Sidang dengan agenda pembacaan tuntutan di Pengadilan Militer III-12 Surabaya. Foto: Ist

Surabaya-JATIMTERKINI.COM: Meski diduga tak cukup bukti di kasus dugaan perzinahan, Pratu RA tetap dituntut maksimal 9 bulan penjara, dengan ancaman pemecatan dari TNI AD. Tuntutan itu dibacakan Oditur Militer Letkol Yadi Mulyadi di Pengadilan Militer III-12 Surabaya, Rabu (27/8/2025).

“Menjatuhkan penjara pokok selama 9 bulan dikurangi selama terdakwa menjalani hukuman sementara. Dan terdakwa dipecat dari kesatuan TNI AD,” ujar Letkol Yadi Mulyadi di depan Ketua Majelis Hakim Kolonel TNI AL H. Amriandle SH., MH.
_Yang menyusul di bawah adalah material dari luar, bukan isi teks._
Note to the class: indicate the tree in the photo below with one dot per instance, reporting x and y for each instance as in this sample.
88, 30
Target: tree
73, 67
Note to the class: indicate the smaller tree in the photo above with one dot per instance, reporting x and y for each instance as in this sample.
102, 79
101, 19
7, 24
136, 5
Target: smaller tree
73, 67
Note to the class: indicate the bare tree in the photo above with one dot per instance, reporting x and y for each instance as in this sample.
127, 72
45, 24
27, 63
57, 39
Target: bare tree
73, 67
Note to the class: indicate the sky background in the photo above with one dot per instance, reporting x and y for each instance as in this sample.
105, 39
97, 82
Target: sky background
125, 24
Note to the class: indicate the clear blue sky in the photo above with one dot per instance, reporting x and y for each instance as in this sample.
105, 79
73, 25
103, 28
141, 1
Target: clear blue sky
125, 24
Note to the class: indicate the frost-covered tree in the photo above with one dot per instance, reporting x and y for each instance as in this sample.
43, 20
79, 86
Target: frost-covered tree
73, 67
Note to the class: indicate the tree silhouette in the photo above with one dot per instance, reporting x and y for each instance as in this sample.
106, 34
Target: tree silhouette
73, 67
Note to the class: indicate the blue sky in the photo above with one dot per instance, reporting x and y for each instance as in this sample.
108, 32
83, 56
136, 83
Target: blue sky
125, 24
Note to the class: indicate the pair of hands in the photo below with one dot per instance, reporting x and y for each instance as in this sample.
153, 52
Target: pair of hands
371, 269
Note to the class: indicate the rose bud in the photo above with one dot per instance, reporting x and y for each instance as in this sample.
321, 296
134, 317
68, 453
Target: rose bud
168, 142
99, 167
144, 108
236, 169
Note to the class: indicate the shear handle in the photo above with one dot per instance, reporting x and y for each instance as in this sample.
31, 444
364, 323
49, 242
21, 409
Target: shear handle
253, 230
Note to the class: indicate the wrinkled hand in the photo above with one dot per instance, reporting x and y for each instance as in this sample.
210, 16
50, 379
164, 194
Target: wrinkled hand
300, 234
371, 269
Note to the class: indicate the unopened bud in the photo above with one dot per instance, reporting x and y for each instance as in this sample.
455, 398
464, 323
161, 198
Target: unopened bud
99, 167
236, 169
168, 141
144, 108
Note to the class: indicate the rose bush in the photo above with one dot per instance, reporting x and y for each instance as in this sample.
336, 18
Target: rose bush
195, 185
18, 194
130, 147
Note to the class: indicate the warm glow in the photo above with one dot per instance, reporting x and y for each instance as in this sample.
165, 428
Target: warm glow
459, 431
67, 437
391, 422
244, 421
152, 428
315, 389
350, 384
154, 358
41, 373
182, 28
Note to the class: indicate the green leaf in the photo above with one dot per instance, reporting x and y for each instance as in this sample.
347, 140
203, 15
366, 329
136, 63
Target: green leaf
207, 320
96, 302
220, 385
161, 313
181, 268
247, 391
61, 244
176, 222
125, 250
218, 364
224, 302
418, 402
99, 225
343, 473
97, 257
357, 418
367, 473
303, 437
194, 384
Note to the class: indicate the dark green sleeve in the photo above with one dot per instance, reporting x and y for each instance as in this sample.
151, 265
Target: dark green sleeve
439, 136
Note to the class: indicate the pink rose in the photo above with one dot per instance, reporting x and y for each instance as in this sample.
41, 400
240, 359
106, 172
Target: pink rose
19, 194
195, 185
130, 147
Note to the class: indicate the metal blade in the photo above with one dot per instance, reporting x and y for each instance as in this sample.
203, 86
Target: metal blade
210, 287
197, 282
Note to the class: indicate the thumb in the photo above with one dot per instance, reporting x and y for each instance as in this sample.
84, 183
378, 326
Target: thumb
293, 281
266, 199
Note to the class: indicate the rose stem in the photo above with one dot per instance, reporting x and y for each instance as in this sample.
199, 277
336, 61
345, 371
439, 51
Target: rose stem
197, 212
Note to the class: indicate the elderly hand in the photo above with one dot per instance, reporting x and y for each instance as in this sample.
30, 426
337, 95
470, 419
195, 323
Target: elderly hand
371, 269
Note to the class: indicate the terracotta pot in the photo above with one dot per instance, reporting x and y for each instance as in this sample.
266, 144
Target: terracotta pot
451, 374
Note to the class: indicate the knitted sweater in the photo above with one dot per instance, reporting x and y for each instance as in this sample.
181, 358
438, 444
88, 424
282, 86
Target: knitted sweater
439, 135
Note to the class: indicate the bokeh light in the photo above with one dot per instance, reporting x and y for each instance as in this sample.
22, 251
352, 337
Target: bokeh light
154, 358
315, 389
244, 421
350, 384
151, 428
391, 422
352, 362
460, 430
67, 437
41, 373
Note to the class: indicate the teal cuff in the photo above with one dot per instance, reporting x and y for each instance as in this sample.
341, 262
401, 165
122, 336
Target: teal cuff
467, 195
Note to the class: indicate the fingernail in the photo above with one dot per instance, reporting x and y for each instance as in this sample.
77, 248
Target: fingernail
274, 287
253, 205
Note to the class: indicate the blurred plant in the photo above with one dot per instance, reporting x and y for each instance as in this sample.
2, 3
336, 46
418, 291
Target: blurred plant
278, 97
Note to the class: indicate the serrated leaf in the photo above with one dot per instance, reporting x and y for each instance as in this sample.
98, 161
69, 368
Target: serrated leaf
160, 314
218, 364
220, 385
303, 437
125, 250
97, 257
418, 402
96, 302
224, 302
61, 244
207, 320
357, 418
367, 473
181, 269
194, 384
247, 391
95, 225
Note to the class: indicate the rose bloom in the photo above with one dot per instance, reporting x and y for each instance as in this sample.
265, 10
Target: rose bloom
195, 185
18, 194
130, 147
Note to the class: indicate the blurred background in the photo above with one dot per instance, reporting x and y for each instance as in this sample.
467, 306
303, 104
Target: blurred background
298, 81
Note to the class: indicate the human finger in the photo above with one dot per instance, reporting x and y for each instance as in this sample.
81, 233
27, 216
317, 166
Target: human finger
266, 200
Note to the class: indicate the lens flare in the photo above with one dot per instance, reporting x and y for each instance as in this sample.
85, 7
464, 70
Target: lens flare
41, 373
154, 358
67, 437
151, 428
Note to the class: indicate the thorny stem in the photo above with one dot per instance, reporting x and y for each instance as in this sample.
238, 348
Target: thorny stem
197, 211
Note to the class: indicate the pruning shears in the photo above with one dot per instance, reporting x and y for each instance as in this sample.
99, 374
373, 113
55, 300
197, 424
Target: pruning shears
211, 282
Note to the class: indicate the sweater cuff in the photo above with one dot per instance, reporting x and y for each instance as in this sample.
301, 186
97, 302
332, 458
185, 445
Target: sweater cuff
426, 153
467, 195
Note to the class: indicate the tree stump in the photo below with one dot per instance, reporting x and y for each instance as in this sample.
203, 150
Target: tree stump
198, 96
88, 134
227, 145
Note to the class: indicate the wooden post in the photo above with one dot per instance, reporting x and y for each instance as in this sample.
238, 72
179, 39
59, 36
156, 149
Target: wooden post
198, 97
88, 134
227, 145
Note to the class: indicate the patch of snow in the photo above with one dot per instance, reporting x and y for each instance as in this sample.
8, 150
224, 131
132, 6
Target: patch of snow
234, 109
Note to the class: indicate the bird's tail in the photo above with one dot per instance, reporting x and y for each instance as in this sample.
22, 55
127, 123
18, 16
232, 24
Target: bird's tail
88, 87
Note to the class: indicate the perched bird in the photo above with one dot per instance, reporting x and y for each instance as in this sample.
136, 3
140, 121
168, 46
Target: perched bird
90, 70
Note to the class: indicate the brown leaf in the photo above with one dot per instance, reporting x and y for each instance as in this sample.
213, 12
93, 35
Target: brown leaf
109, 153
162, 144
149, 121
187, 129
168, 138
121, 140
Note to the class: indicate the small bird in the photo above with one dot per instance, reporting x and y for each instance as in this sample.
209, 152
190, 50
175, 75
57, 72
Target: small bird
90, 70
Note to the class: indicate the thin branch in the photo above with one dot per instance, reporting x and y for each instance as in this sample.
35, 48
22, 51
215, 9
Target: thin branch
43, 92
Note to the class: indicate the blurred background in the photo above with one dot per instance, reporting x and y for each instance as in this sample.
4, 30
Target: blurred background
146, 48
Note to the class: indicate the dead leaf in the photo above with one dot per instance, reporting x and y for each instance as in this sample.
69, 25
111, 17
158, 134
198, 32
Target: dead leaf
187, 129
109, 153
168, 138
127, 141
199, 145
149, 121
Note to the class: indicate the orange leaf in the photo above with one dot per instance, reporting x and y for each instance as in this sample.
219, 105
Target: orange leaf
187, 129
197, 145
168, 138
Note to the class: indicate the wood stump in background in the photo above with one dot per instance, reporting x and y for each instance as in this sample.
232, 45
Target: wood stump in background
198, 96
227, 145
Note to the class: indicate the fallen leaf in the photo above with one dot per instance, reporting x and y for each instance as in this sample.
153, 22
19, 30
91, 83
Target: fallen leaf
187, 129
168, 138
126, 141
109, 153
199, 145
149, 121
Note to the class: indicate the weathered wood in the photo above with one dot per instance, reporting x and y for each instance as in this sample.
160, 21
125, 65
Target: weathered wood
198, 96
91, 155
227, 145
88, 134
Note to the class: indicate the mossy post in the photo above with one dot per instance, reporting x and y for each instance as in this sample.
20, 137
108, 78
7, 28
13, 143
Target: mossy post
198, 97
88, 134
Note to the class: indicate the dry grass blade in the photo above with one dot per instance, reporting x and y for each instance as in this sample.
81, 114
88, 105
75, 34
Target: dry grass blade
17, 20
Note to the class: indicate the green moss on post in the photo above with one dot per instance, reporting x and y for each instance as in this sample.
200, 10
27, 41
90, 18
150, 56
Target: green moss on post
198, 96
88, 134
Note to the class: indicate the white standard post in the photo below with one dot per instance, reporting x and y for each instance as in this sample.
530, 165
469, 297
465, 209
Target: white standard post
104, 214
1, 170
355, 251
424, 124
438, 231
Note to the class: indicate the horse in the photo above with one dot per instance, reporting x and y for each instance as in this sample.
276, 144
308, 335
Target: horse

Letkol Yadi menyatakan, tuntutan tersebut sesuai dakwaan dalam sidang sebelumnya, yaitu mendakwa Pasal alternatif 284 KUHP jo 281 KUHP. “Tapi disini Oditur memilih dakwaan mana yang sesuai fakta persidangan, dakwaan pasal 284 KUHP. Yaitu, seorang pria yang turut serta yang melakukan perzinahan, yang turut sertanya itu adalah sudah menikah dalam hal ini saksi 6 (Dewi Wulandari). Saksi 6 ini merupakan istri saksi 1 (Letkol DAW). Saksi 1 adalah seorang Pamen (Perwira Menengah), dimana dia telah mengadukan istrinya dengan terdakwa, disinyalir sudah melakukan perzinahan dalam dakwaan kami,” jelas Letkol Yadi pada awak media, usai persidangan.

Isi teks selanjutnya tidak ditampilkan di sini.